Yeterince iyi olmak, vasatlığın önündeki en büyük silahınız. Sürekli geribildirim alıp sürekli öğrenmek, kısa aralıklarla kendinizi geliştirmek kariyerlerinde hızlı ilerleyen kişilerin farkında olarak ya da olmadan uyguladığı gizli reçetelerden birisidir. Bunu iyi kullanmaya bakın.
Küçük adımlar atın
Yeterince iyiye ve sonucunda sizi başarıya götürecek taktiklerden birisi de küçük ama sık adımlarla yürümeniz. Yani geribildirim döngüsünü sık tutarak hızlı bir şekilde başarılı ya da başarısız olmanız, başarısızlık riskini en az indirmenize yarayacaktır. Örneğin yönetici olmak istediğiniz bir firmada çalışıyorsunuz; Niyetinizi yöneticinize belli edin ve ondan bir talepte bulunun. Ona gidin ve deyin ki; “Ben yöneticiliği denemek için fırsatlar arıyorum, bana önerebileceğin ve alabileceğim küçük bir sorumluluk nedir?”.
Büyük bir ekibin sorumluluğunu alarak büyük bir adım atabilirsiniz. Ancak unutmayın, ilk denemenizde başarısız olma ihtimaliniz doğal olarak çok yüksek olacaktır. Bu da sizin içinizdeki o kaygı ve korku ateşine adeta odun atarak körükleyecektir. Bu durumda küçük sorumluluklarla başlamak, hemen geribildirime almak sizi çok daha fazla geliştirecek ve küçük başarılar özgüven yaratmanıza yardımcı olacaktır.

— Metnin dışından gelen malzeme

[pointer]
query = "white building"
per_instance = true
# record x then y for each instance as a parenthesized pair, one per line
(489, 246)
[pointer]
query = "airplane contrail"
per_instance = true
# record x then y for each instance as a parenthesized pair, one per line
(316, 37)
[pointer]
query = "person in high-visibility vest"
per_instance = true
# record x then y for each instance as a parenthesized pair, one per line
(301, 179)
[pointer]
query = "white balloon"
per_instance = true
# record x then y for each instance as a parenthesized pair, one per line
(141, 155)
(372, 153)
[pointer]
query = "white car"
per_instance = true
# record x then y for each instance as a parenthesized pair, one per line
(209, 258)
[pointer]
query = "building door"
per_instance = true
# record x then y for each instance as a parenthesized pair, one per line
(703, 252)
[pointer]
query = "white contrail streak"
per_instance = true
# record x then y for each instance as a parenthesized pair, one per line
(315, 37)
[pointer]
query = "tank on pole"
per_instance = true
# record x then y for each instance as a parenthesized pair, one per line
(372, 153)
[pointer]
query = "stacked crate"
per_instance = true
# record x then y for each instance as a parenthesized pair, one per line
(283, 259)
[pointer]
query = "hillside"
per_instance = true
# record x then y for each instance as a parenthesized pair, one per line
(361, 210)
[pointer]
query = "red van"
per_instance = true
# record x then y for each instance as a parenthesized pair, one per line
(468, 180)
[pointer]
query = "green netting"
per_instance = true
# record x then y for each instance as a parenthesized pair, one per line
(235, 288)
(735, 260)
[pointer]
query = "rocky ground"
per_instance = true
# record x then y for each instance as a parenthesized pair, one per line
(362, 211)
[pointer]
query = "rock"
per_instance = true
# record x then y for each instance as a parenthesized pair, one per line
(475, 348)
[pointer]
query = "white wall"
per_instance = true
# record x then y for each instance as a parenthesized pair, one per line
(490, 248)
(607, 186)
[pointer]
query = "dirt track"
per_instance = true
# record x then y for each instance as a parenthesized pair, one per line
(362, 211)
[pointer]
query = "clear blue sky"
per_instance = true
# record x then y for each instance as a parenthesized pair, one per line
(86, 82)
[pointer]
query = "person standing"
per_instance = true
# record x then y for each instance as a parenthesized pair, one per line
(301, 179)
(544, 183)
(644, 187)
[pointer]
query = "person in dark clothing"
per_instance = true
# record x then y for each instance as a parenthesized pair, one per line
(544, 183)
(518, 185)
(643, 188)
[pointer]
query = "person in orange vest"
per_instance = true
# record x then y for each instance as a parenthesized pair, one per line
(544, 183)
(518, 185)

Son olarak içinde bulunduğunuz süreçte kabul edilebilir riskin ne kadar olduğuna karar verin. Bu kararı verirsem başıma ne gelebilir? Bu adımı atarsam en kötü ne olabilir? Daha sonra bu karardan dönebilir miyim? Burada yaşayacağım kötü bir deneyim gerçekten de kariyerime mal olabilir mi?
Zihnimiz evrimsel olarak kötü ihtimallere odaklanmaya programlanmış olsa da araya mantığımızı sokarak bu süreci daha iyi kontrol edebiliriz.
Nasıl ki kötü bir olay olduktan sonra retrospektif olarak bakıp hatalarımızdan ders çıkartmaya çalışıyorsak (post-mortem), büyük hareketler öncesi “pre-mortem” yaparak kötü gidebilecek şeyleri tahmin etmeye ve bunlarla ilgili ne yapacağımızı SMART hedeflerimizin içine koymayı da düşünebiliriz.
Umarım sizi harekete geçirebilmek için yeterince araç ve yöntem sunmuşumdur. Yorumlara fikirlerinizi ve yaşadığınızı sorunları yazmayı unutmayın. Özellikle gözden kaçırdığımı düşündüğünüz farklı yöntemler olduğunu düşünürseniz sizlerden öğrenmeyi çok isterim!
sanırım birçok kişi yazıyı okurken benimle aynı duygulara sahip olmuştur, "aaa! bu benim" diye.
stop starting, start finishing olarak bakıyordum bu konulara, SMART daha smart bir yaklaşımmış =) Motive edici ve keyifli bir yazı olmuş, ellerinize sağlık.